Currently the extdom plugin only supports direct entry lookups, even on the server side. We could add a new request that accepts a filter with asterisk and returns a list of matching DNs or names, but because of the complexity of the changes, this part of implementation should be deferred until requested specifically.

If the IPA subdomain would receive a wildcard request, it would reply with an error code that would make it clear this request is not supported.
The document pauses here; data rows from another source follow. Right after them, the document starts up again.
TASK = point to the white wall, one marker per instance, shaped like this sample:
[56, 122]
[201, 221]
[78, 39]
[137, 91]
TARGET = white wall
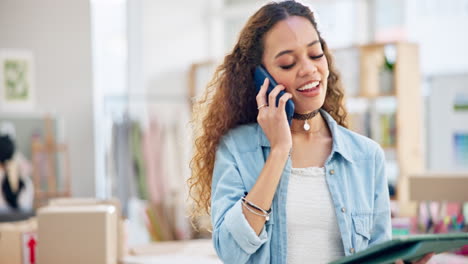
[59, 35]
[174, 35]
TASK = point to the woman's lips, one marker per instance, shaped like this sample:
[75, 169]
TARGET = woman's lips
[311, 92]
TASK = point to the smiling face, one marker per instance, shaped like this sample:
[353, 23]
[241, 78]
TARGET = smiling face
[294, 57]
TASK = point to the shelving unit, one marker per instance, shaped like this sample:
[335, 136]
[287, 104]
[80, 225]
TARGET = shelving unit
[388, 108]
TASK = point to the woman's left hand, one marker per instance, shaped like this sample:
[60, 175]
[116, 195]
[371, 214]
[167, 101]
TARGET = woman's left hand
[423, 260]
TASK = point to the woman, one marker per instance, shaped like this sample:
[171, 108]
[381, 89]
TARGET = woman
[312, 191]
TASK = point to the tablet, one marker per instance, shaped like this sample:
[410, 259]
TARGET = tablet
[408, 248]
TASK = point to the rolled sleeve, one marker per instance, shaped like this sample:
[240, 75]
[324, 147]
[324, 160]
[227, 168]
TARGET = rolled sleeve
[242, 232]
[233, 237]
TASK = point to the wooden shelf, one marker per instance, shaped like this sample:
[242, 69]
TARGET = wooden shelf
[406, 90]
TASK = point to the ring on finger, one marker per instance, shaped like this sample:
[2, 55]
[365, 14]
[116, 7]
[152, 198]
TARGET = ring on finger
[263, 105]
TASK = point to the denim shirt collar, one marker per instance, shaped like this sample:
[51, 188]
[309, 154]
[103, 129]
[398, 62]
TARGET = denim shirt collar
[339, 145]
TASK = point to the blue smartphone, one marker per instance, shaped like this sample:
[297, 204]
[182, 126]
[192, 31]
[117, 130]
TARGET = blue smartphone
[259, 77]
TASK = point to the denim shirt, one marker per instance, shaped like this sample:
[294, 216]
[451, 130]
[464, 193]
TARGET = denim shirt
[355, 175]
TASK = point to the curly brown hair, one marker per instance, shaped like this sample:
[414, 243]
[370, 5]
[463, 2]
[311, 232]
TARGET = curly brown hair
[229, 100]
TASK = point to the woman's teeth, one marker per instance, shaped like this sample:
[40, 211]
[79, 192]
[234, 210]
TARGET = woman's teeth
[309, 86]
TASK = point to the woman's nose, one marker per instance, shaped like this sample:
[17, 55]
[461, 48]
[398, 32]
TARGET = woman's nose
[307, 67]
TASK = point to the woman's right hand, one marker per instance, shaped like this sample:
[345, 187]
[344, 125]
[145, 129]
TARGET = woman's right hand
[273, 119]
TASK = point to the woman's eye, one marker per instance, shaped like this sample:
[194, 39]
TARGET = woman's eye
[317, 57]
[287, 67]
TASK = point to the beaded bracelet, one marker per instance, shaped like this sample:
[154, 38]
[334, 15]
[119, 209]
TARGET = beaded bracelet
[258, 208]
[267, 216]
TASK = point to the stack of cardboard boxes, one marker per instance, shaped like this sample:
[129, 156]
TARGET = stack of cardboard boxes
[68, 231]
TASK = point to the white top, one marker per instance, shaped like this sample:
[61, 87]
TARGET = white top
[313, 233]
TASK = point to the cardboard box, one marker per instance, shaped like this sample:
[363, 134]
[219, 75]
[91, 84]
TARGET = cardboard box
[122, 249]
[11, 240]
[77, 234]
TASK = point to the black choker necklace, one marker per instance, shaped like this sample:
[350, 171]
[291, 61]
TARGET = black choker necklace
[306, 117]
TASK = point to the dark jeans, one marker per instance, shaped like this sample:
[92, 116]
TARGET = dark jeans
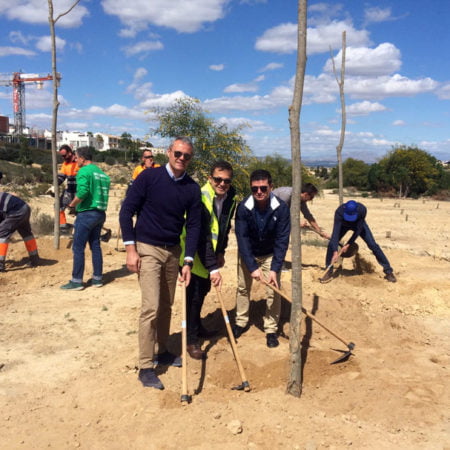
[368, 238]
[195, 295]
[88, 225]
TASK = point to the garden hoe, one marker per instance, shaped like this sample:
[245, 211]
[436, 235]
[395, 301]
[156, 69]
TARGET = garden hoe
[245, 384]
[350, 345]
[185, 397]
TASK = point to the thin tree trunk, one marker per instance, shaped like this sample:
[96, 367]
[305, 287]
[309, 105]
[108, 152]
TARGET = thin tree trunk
[294, 386]
[51, 22]
[339, 147]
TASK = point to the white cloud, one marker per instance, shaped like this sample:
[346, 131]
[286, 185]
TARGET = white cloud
[283, 38]
[217, 67]
[252, 86]
[364, 108]
[36, 12]
[44, 43]
[142, 47]
[382, 60]
[8, 51]
[376, 14]
[271, 66]
[171, 14]
[393, 86]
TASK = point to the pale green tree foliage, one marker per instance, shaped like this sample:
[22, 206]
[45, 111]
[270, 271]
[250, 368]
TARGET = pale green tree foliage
[212, 140]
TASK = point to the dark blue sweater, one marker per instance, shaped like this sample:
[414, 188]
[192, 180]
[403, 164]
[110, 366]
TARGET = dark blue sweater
[271, 238]
[162, 205]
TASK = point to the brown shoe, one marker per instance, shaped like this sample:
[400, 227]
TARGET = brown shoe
[390, 277]
[327, 277]
[195, 351]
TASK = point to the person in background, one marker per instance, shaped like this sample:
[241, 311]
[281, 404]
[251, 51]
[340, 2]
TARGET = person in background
[68, 172]
[165, 199]
[262, 230]
[147, 162]
[15, 216]
[219, 205]
[351, 216]
[309, 191]
[90, 202]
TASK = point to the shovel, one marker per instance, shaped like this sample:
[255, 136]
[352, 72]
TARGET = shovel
[185, 397]
[245, 384]
[350, 345]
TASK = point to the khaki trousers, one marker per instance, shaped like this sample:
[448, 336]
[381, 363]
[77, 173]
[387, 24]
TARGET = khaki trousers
[273, 302]
[157, 279]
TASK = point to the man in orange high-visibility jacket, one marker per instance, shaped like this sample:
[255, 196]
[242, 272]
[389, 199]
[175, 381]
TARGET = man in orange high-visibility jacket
[68, 171]
[15, 216]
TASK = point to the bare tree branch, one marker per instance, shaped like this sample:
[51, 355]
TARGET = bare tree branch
[294, 386]
[67, 12]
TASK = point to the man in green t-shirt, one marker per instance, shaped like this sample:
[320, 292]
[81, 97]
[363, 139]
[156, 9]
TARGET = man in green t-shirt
[90, 202]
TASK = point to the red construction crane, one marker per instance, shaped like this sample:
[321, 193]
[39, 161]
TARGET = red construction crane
[17, 80]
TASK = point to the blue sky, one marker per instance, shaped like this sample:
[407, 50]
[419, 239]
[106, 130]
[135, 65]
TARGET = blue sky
[119, 60]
Making sure the IPA provider in server mode is capable of returning wildcard entries and adding a wildcard-enabled function for the libnss_sss_idmap library would be a prerequisite so that the extop plugin can request multiple entries from the SSSD running in the server mode.

AD provider changes

No changes seem to be required for the AD provider, since the AD provider mostly just passes around the original ar request to a Global Catalog lookup or an LDAP lookup. However, testing must be performed in an environment where some users have POSIX attributes but those attributes are not replicated to the Global Catalog to make sure we handle the fallback between connections well.

Other providers

Proxy provider support is not realistic, since the proxy provider only uses the NSS functions of the wrapped module which means it would rely on enumeration anyway. With enumeration enabled, the responders would be able to return the required matching entries already. The local provider is not a real back end, so it should get the wildcard support for free, just with the changes to the responder.

Configuration changes

A new option wildcard_search_limit will be added. The default value would be 1000, which is also typically the size of one page.

How To Test

When the InfoPipe API is ready, then testing will be done using the methods such as ListByName. Until then, the feature is not exposed or used anyway, so developers can test using a special command-line tool that would send the DP request directly. This tool wouldn’t be committed to the git tree.